Отец поехал со мной в Москву, мы остановились на Плющихе, где жила в коммуналке тётя Клава, вдова Фёдора Шинкевича, сына деда Андрея, с которым отец когда-то уехал в Подмосковье на заработки. Я её хорошо знал: каждое лето она приезжала к деду, привозила «на откорм» сына Юру, с которым мы подружились. Тётя Клава была замечательной портнихой и за лето одевала всех детей в деревне в вельветовые «толстовки» и шорты, зарабатывая, чтобы прожить нелёгкую зиму в Москве.

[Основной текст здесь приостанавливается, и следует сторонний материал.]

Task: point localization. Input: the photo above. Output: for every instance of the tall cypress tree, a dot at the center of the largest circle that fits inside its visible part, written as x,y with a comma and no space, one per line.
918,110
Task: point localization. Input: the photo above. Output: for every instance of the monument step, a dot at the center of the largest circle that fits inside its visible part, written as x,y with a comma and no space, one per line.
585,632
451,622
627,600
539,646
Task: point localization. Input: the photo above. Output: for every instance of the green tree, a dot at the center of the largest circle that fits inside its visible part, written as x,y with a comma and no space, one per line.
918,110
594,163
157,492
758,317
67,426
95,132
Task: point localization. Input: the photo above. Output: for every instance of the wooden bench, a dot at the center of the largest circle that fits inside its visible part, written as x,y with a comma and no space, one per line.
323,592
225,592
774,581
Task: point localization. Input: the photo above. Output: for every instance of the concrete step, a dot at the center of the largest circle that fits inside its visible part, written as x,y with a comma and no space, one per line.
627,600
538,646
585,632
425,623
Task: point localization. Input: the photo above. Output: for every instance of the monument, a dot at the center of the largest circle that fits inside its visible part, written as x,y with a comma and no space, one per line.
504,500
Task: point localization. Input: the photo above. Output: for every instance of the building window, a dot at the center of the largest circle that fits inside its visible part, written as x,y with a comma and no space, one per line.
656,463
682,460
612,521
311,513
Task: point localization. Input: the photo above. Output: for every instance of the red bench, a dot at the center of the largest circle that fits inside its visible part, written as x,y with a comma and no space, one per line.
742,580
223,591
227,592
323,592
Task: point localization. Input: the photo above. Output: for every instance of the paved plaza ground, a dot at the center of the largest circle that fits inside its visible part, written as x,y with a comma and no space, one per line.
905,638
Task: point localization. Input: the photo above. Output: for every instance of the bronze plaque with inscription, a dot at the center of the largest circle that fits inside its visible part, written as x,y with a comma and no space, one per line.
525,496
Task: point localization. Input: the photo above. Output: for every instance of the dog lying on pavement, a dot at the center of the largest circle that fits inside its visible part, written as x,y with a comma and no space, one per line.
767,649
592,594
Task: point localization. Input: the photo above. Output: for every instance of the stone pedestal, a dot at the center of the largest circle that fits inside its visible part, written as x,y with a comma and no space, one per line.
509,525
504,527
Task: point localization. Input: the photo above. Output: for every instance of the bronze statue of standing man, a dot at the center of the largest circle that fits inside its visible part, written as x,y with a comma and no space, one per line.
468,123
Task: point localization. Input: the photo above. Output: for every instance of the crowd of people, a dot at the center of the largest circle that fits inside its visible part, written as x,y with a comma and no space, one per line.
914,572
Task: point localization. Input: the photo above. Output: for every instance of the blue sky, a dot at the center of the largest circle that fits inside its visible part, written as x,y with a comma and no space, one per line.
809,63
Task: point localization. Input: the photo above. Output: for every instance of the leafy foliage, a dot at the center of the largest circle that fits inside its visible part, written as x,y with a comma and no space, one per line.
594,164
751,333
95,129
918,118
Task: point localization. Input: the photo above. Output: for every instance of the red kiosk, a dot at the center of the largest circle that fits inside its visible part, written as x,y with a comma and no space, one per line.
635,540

Это было летом 1956-го. Новое здание МГУ было открыто три года назад и произвело на меня, деревенского парня, совершенно неизгладимое впечатление: высота, колонны, громадные вестибюли, Музей землеведения, несколько библиотечных залов, магазины, две громадные студенческие столовые… На столах – бесплатный хлеб, салат из свежей капусты, а годом позже давали и по полтарелки бесплатного супа, правда, без мяса. Везде запах свежей стройки, в роскошных туалетах с невиданными белоснежными унитазами – дивный аромат импортных отдушек. Я уже не говорю о дворцах-общежитиях, которые нам удалось посмотреть. Тем не менее уже сейчас вспоминаю, что этот дворец науки я тогда воспринял без особого восхищения: Москва есть Москва, а какой ещё университет может быть в таком потрясающем городе? А может, ещё и потому, что я был озабочен реализацией своей мечты – учиться именно здесь, а потому ни о чём другом не задумывался.
Мне и в голову не приходило, что этот небоскрёб построен в столице страны, ещё совсем недавно пережившей самую ужасную и разорительную войну, потерявшей миллионы жизней. Как это удалось сделать спустя лишь восемь лет после Победы? Задумался я об этом много позже, будучи уже зрелым человеком, с гордостью вспомнившим об учёбе в самом престижном вузе страны. Знаю, что у наших записных критиканов всего советского есть давно готовый ответ на этот вопрос: Сталин, дескать, использовал дармовой рабский труд пленных немцев и заключённых, строил дворцы и отстраивал города за счёт бедствующих деревень… И всё же, всё же, всё же, как сказал поэт. Нужны были ещё высокопрофессиональные архитекторы, инженеры, металлические конструкции и другие новые строительные материалы, производство которых нужно было создавать заново, новые технологии, да и ещё много чего.
Другое дело – поддерживать этот дворец в идеальном состоянии на протяжении многих лет, своевременно, как в авиации, проводить так называемые регламентные работы на почти новых самолётах, которые в профилактическом ремонте вроде бы и не нуждаются. Четверть века спустя я привёз поступать на геофак МГУ свою дочь Юлию. Снаружи здание выглядело как новенькое, внутри же всё обшарпано, давно просили обновления интерьеры аудиторий и мебель. Такое же грустное впечатление было и от некогда комфортных блоков в общежитии, – лучше бы и не заглядывал сюда.
При первом же моём свидании с МГУ мне никак не верилось, что этот великолепный дворец науки каким-то образом может совместиться со мной, стеснительным деревенским тётюхой, краснеющим при обращении к нему с любым вопросом.
Отец же, вроде бы немало повидавший, в том числе и не раз бывавший в Москве, восхищённо цокал и качал головой, а под конец первого экскурсионного дня сказал с нескрываемым сомнением в голосе:
– Дай же Бог нашему телёнку да волка съесть!
Подразумевалось, конечно, что телёнок – это я, а в какой-то мере и он сам, волк же – невероятная удача для меня в виде поступления в Московский государственный университет.
Предъявив вместо паспорта справку – паспорта выпускникам сельских школ выдавали лишь при зачислении в вуз, чтобы не сбегали из деревни, – мы благополучно сдали документы в приёмную комиссию. Отец, помню, стоял в стороне, требуя от меня самостоятельности. А ещё помню, как умиляли членов приёмной комиссии имя-отчество абитуриента – Эдуард, видите ли, Лукич, да ещё и Говорушко, а также твёрдое белорусское «р» – «бяры дыравую трапку».